Airline Check In
If you try to check in for your United return flight using the URL of your original United flight, you get the weirdest message.

United won’t allow you to check in when there’s more than 24 hours until your flight is scheduled to depart. I tried checking in about three days after my flight departed. I had already taken a United Airlines flight a few days before. I needed to check in for my return flight. My “smartphone” had the URL for the original flight in its history, so I just navigated to the check in page for the original flight, hoping that I could fill in my 6-character airline confirmation code.
Instead, I got a very confusing refusal to check in.
Try in NaN minute, at Invalid date Invalid date, Invalid date Invalid dateth
NaN stands for “Not A Number”.
I can’t figure out where someone would divide by zero, or do x % 0 (x mod 0)
in the case of figuring out minutes from an interval.
The interval would be negative (slightly less than 3 days),
but to get “minutes” from an interval, the divisor or the modulo would be 60,
or maybe 3600.
I bet the United programmers used NaN to mark an invalid, negative, interval,
and it just propagated through to me, the user.

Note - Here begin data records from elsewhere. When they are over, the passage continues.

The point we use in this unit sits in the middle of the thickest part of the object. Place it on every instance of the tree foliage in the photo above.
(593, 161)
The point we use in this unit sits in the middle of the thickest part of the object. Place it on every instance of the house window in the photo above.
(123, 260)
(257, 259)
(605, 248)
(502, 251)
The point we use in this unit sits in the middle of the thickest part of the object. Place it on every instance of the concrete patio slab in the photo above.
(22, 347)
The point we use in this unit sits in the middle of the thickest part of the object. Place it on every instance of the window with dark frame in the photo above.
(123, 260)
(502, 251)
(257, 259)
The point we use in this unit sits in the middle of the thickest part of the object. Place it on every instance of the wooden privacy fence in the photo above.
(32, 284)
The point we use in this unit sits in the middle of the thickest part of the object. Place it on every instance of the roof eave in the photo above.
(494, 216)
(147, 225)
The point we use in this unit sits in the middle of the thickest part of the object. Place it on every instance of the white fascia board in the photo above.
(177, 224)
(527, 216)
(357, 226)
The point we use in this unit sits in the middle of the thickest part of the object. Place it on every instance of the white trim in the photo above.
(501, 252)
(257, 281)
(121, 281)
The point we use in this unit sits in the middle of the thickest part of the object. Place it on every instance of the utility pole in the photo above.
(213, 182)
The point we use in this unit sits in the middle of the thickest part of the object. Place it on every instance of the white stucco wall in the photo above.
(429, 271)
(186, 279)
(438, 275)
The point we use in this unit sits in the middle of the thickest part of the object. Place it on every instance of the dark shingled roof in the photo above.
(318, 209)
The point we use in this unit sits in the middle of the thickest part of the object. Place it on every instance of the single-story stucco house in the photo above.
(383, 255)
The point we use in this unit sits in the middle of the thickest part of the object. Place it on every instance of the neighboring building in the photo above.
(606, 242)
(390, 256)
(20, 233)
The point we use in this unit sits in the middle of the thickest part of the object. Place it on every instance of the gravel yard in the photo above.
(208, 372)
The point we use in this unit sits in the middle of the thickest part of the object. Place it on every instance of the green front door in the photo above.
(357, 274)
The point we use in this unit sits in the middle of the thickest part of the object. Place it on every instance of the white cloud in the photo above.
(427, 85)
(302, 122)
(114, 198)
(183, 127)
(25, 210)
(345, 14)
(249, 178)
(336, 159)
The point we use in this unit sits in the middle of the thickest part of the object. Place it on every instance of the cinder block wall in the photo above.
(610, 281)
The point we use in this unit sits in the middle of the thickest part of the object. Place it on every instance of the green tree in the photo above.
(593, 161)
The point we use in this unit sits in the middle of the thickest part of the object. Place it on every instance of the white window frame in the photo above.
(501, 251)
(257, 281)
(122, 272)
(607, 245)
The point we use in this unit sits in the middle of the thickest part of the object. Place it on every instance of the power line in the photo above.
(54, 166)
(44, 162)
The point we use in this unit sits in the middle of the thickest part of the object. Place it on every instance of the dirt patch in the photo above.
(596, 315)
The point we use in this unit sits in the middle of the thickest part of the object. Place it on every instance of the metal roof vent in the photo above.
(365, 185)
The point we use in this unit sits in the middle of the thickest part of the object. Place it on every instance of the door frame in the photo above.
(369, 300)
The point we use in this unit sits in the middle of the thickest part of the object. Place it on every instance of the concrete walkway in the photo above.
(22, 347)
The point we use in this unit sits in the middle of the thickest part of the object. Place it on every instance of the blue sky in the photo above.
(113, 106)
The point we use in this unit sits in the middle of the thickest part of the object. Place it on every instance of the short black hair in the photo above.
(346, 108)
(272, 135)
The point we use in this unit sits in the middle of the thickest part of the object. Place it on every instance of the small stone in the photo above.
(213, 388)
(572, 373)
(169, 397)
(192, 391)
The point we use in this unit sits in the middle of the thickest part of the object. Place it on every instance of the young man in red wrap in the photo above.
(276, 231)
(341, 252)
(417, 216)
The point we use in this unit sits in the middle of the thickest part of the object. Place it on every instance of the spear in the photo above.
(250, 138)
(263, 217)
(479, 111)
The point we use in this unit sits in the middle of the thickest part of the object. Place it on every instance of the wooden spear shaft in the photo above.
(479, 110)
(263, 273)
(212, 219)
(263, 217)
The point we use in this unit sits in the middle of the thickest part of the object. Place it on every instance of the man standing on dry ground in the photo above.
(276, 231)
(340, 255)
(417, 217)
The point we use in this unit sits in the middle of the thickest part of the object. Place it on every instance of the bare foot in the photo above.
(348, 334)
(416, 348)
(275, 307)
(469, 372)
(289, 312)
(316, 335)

The “Invalid date Invalid date, Invalid date Invalid dateth” notation is a little more puzzling. “Invalid dateth” has to be the day-of-month, as in “20th” or “14th”. That would mean the current month should appear as the third “Invalid date”. Time-of-day and day-of-week fit for the first two “Invalid date” strings: “12:52” and “Wednesday” for example. That would make the whole thing “12:52 Wednesday, April 20th”.
It looks like United chose to validate any attempted check ins with JavaScript. It’s not clear to me if this is done in the browser or in the server. If it were me, I’d probably do a check in the browser for speed, but back it up with a server-side check for security.